Post-release verification

  • Monitor rollout dashboards for 30 minutes minimum; ensure retry/error counters remain flat.
  • Check the session registry on representative hosts (~/.tensorcast/store_sessions) for stale entries.
  • Collect feedback from early adopters (inference, training, batch pipelines) and confirm no regressions in their smoke tests.
  • Update release notes with the rollout status, including any deviations from the checklist.

Backout plan

  • Re-deploy the previous Python SDK wheel and daemon binary if SLOs degrade.
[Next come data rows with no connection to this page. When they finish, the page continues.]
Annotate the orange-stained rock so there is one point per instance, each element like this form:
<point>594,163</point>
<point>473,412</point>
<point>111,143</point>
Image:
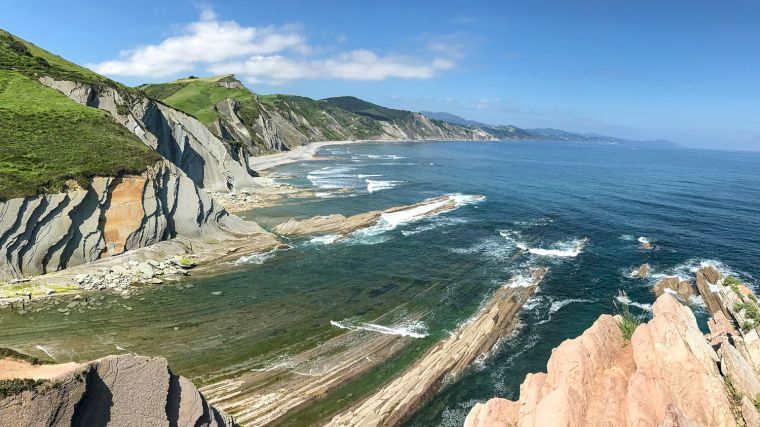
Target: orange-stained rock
<point>667,375</point>
<point>125,212</point>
No database rollback is required.
  • Clear on-host caches if necessary (rm ~/.tensorcast/store_sessions/*.json)—clients will repopulate files on next verb execution.
  • Re-run the validation suites to confirm behaviour matches the prior release before re-attempting rollout.
  • Document the incident and corrective actions before scheduling the next release attempt.